Each different browser has a list of the certificates it trusts. In general, all paid certificates are considered reliable by the major browsers. For free certificates, you will have variations.
The best known of the free certifiers should be Let’s Encrypt. They have a page listing which browsers rely on your certificate.
Note that most browsers and other software rely on them. Only a few large players in the market lack confidence (such as Windows Live Mail).
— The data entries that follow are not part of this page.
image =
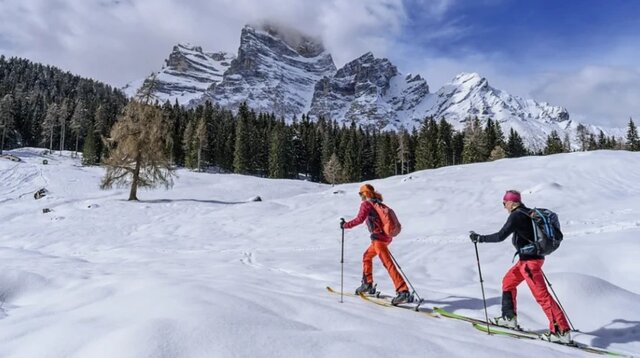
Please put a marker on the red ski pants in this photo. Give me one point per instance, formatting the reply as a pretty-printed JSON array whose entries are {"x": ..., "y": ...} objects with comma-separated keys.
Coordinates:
[
  {"x": 531, "y": 272},
  {"x": 379, "y": 248}
]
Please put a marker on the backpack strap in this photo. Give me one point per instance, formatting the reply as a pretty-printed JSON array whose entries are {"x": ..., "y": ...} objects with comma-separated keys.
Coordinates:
[{"x": 533, "y": 226}]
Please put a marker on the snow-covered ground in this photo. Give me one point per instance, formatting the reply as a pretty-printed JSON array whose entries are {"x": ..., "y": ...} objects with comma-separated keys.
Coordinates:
[{"x": 202, "y": 271}]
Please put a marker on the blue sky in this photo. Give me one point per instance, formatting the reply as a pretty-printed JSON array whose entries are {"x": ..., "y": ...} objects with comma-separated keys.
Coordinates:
[{"x": 580, "y": 54}]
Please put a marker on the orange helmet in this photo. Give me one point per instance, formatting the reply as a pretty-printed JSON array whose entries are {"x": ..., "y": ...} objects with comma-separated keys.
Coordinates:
[{"x": 367, "y": 191}]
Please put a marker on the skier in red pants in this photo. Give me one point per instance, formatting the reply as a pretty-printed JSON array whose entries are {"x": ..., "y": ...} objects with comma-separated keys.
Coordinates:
[
  {"x": 528, "y": 268},
  {"x": 378, "y": 247}
]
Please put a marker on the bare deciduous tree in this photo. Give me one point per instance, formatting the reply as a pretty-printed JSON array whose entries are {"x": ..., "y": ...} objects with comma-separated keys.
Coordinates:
[{"x": 139, "y": 150}]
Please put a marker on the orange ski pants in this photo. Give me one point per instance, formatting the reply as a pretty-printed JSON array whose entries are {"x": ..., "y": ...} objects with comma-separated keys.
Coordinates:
[{"x": 379, "y": 248}]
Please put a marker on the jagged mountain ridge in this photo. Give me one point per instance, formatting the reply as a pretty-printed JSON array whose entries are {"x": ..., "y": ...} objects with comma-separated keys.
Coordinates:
[
  {"x": 275, "y": 71},
  {"x": 287, "y": 73},
  {"x": 187, "y": 74}
]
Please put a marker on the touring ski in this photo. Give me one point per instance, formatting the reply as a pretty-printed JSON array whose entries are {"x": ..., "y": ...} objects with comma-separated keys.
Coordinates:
[
  {"x": 448, "y": 314},
  {"x": 384, "y": 300},
  {"x": 525, "y": 335}
]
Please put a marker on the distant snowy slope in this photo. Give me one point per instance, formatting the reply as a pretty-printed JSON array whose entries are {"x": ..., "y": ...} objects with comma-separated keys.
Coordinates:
[{"x": 201, "y": 271}]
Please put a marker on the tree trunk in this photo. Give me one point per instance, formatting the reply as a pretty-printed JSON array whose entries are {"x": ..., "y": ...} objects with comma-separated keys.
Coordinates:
[
  {"x": 134, "y": 183},
  {"x": 77, "y": 138},
  {"x": 4, "y": 129},
  {"x": 199, "y": 156},
  {"x": 62, "y": 130}
]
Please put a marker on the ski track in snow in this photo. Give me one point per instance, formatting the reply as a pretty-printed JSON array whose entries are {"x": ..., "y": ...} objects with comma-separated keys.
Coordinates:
[{"x": 200, "y": 271}]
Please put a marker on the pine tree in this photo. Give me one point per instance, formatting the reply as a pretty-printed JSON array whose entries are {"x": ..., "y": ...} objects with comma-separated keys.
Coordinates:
[
  {"x": 278, "y": 153},
  {"x": 427, "y": 145},
  {"x": 445, "y": 144},
  {"x": 49, "y": 124},
  {"x": 7, "y": 115},
  {"x": 404, "y": 150},
  {"x": 201, "y": 137},
  {"x": 140, "y": 142},
  {"x": 554, "y": 144},
  {"x": 241, "y": 160},
  {"x": 190, "y": 160},
  {"x": 497, "y": 153},
  {"x": 89, "y": 153},
  {"x": 63, "y": 114},
  {"x": 499, "y": 135},
  {"x": 633, "y": 141},
  {"x": 592, "y": 144},
  {"x": 515, "y": 146},
  {"x": 475, "y": 142},
  {"x": 583, "y": 136},
  {"x": 457, "y": 144},
  {"x": 566, "y": 143},
  {"x": 333, "y": 170},
  {"x": 79, "y": 122},
  {"x": 602, "y": 141},
  {"x": 491, "y": 135},
  {"x": 353, "y": 155}
]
To change the access protocol to your page, it is possible to do it in a very simple way. I am not an expert in Apache but with . htaccess or similar you can do a server-side redirect, that’s enough. Just note that, without https, all traffic to your site can be read by intermediaries.
I don’t understand the subject, but I don’t think it necessarily needs to be a paid certificate. It just needs to be a certificate that Chrome recognizes as reliable.
– Jéf Bueno
As far as I know, free certificates can be obtained through https://letsencrypt.org.
– Murillo Goulart
@LINQ is not enough to have a certificate, it has to be a certificate given by an authority recognized by Google for the case of Chrome.
– Oralista de Sistemas
That’s what I meant, @Renan.
– Jéf Bueno
Press F12 and have a look at the Console, it may be lack of certificate as well as it may be some HTTP Resource and not HTTPS inserted in the body of the page.